While I never made it to the Big Leagues I was fortunate to play football in college as well as baseball.  Eastern Washington University offered a football scholarship when I was at Roosevelt HS in Seattle, but turned it down to attend Bellevue Community College and pursue baseball.  Assistant Coach Jake Cabell, who was recruiting me, was not happy when I told him I’d decided to accept a $300 scholarship to play junior college baseball over a full-ride to play ‘big time’ college football…my lower-middle-class family wasn’t so sure about the decision either, but was supportive.

Though having been drafted by the Cubs and Royals while at BCC, I felt I wasn't yet ready to play professionally and decided to continue my college career at Whitworth University in Spokane, WA. My instincts seemed to have been correct when I wasn't drafted following my junior year. I'd developed into what is known in pro baseball as an 'organizational' prospect - a guy to fill a spot on a team, so the true prospects have someone to play with. 

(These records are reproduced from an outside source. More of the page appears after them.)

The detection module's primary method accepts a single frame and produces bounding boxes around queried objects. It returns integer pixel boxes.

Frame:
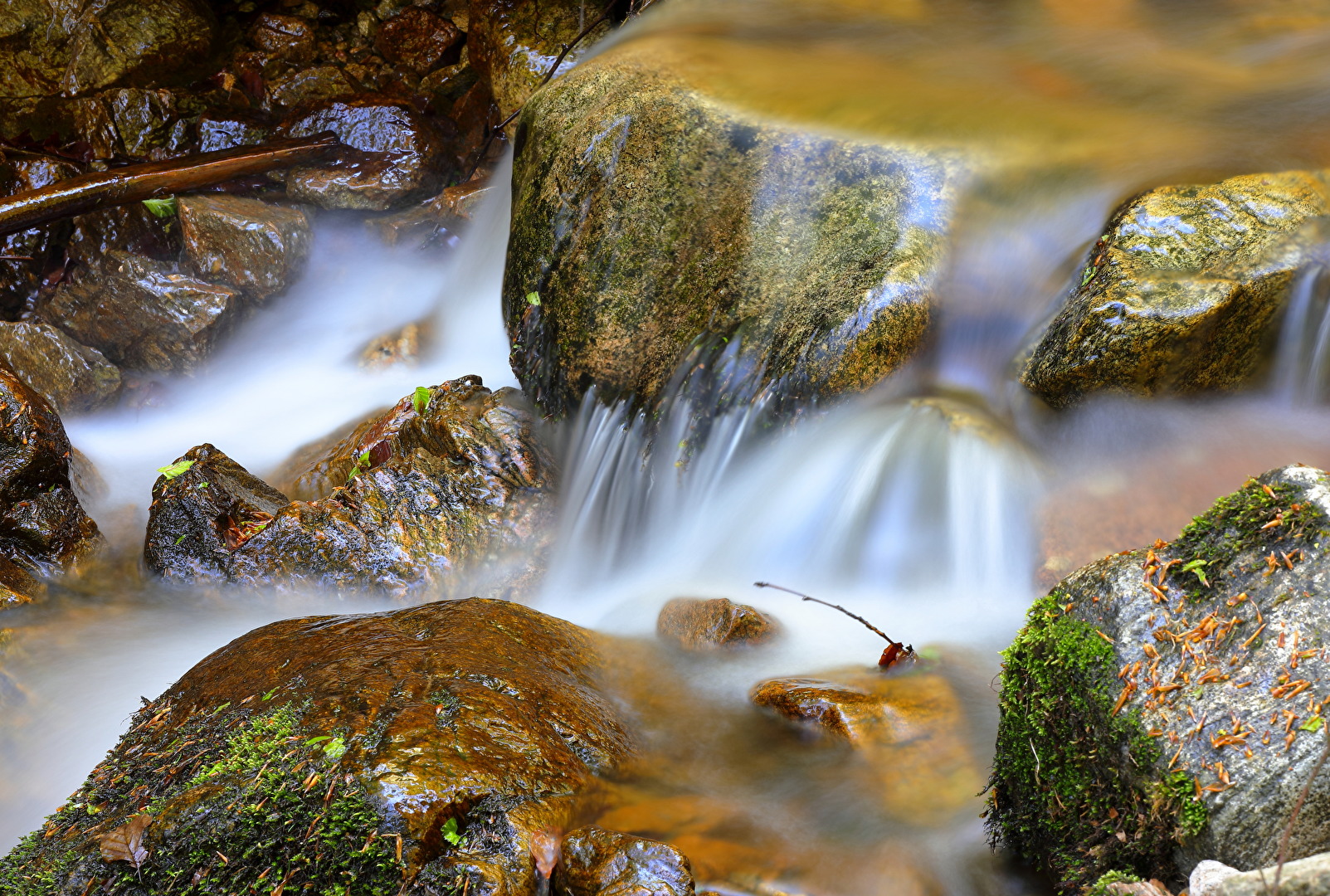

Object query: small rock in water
[178,196,311,302]
[655,597,781,651]
[554,825,695,896]
[0,320,119,412]
[988,465,1330,883]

This type of player gets drafted after their senior year (the Cubs did get around to picking me again in the 31st Round) or is a guy with limited options or little desire to continue their education following high school or junior college.  I can remember, like it was yesterday, signing over that $1,000 bonus check to Whitworth, at the tuition window, following my first year playing professionally. ...most minor league guys don’t sign for $1,000,000  : )

That fall brought a return to the gridiron and the first of three seasons playing for the Pirate football team having a good level of success as a running back and co-captain for two years.  Being named captain is something I am proud of, but mention it primarily because I feel it illustrates the leadership and communication skills that are at the core of Baseball Positive's approach to Coach Training.

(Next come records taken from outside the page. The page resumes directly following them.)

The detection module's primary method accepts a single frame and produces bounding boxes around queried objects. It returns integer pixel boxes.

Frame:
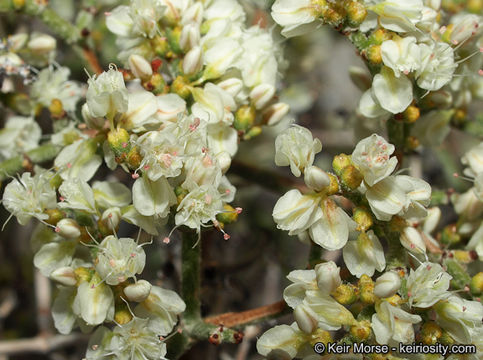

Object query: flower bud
[124,280,152,302]
[352,207,373,232]
[81,103,105,130]
[304,166,330,191]
[332,154,352,176]
[399,226,426,254]
[217,78,243,97]
[216,204,238,224]
[350,320,371,342]
[357,274,376,304]
[127,54,153,80]
[233,105,256,131]
[27,34,57,55]
[55,219,81,240]
[421,322,443,345]
[216,151,231,174]
[50,266,77,286]
[179,24,200,51]
[250,84,275,110]
[262,103,290,126]
[340,165,364,190]
[183,46,203,76]
[345,1,367,27]
[8,33,28,52]
[470,271,483,295]
[331,284,359,305]
[101,207,121,230]
[315,261,342,294]
[374,271,401,298]
[293,304,318,334]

In 2002 the Whitworth University Hall of Fame committee came knocking.  Having played two sports no doubt helped; it was an honor to be inducted.  But, let's be honest, it’s a classic story of a 'big fish in a little pond', being that Whitworth was a member of the NAIA and had an enrollment of 1,100 (about a two-thirds the size of my High School).

That's the Cliff's Notes of the story behind an instructor of kids and their coaches.  Yes, there were some cool experiences along the way and while it all has value in what Baseball Positive teaches, the fact is very little of it applies to coaching kids who play on the small diamond.

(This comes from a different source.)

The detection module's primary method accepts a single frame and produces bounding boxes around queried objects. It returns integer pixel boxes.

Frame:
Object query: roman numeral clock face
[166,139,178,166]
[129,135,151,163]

Aside from the 'keep it simple' lessons I learned from Gene and June, most of what is shared in Baseball Positive's teaching comes from my experiences growing up (somehow the feelings and experiences from playing as a kid remain very clear), what I learned while studying Human Kinetics ('How to teach physical movement') at UBC, the influence of my Little League coach, Bud Burrill, and the hundreds of youth league coaches I've worked with over the years…

....thank you All-Stars coaches in 2008 who taught me that the pitcher is the cut to home on the 60' diamond (not the 1st baseman or third baseman), David Reyes who shared a key point taught to him by one of his youth coaches, "Ball First, Base Second" and Paul Lepley, 40 year veteran of Queen Anne Little League in Seattle, who is a master of teaching the game (and keeping it fun) to young kids. 

One little ballplayer that Paul worked with and watched develop his skills as a seven-year-old and beyond, was current Diamondbacks third baseman, Jake Lamb (whose father John played linebacker at Whitworth a couple of years before I got there).  I’d been in touch with Jake about working our summer camps while he was in High School, but we filled out our crew, so he was never associated with Baseball Positive …guess I blew that one, huh? 

I imagine you have special memories of your time in youth baseball/softball, youth sports or sports in general.  Making the experience of playing with neighborhood buddies, building life-long friendships and the 'small world' connections our kids are establishing by playing youth baseball and softball is the motivation behind Baseball Positive. 

The information shared on the Baseball site, which is dedicated exclusively to the game played by kids ages 5-12, is an effort to achieve one goal: 'The kids have such a good experience that they Want to Play Again Next Year'. Hopefully some of site content is beneficial to you and your kids!